Of course they would say that, as any person knows the best subfloor for tile is backerboard, which also happens to be made by a lot of companies that also make tile and/or help fund said association... Much like oil companies telling you to change oil every 3k miles even tho 5k is max performing and most oil can go well above even that.

2 you are mistaken by thinking you could tell him everything that is wrong by simply looking at his picture, this how drastic mistakes are made, you have not seen it on-site but presume your word to be golden. Did he have a straight-edge and level on each joist, and measure to a constant the distance from the top/bottom to said constant? Well the picture has expired but my guess would be no. 

3. Most houses now a days are being built with all or paritally constructed parts that consist of osb or particleboard, because these variations are much stronger than simple plywood and hold up better to moisture, always verify explicitly why something is worse or better than the other.

4. Bleach is more than enough to kill surface mold, in fact most "mold-killing" products out there use bleach but call it by the chemical formula-s in order to trick you into paying more for something costs merely a couple bucks, but, it is not the chemical so much as how it is applied, and used. spraying and leaving it at that will not perform nearly as well as soaking it, and also providing fans and a dehumidifier.
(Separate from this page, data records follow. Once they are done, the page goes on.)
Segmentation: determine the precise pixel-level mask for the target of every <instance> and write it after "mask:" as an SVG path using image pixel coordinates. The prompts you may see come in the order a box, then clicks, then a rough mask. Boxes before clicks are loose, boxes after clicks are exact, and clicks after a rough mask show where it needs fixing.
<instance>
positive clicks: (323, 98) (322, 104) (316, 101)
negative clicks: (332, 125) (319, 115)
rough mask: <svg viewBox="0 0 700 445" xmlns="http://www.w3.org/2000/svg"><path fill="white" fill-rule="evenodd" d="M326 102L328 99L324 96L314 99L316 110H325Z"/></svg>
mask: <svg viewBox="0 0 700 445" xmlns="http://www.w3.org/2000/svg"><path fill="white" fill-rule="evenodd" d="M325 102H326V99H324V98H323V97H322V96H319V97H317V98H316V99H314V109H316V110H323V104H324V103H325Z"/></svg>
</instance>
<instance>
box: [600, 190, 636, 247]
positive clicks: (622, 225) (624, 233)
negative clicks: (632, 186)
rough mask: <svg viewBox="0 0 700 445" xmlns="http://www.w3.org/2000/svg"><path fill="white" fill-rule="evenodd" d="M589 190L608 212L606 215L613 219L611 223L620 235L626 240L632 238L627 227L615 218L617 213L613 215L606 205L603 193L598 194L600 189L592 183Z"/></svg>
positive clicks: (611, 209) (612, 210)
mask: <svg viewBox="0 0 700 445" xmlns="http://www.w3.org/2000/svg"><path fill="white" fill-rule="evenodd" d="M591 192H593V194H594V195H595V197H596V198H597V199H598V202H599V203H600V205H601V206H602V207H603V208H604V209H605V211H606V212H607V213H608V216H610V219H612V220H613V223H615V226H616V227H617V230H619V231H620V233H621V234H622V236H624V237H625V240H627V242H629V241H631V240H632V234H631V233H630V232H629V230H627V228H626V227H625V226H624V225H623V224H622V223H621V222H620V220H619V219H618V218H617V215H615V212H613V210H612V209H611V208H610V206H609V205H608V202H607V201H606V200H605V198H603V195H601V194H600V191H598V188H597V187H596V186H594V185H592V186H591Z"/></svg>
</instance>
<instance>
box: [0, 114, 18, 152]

The other chemicals listed will simply do it faster. 

And lastly since you saw good reason to argue with everyone as to why u use plywood over osb, all i ask is you keep on using that plywood so we can continue making a living off of contractors whom build with substandard materials. Me i am about having repeat customers because my work has not needed more attention, others maybe like yourself prefer to fix your own mistakes by repeating said mistake. This is why often the same builder whom uses plywood also has the plumbing done with abs, and to code minimum (ie 1/2" copper/pex where 3/4" is better suited but not needed by code)

...I seldom apply for forums because of these ridiculous assumptions made, but sometimes every now and again somebody just has to hammer it home with their plastic nails and rubber hammer!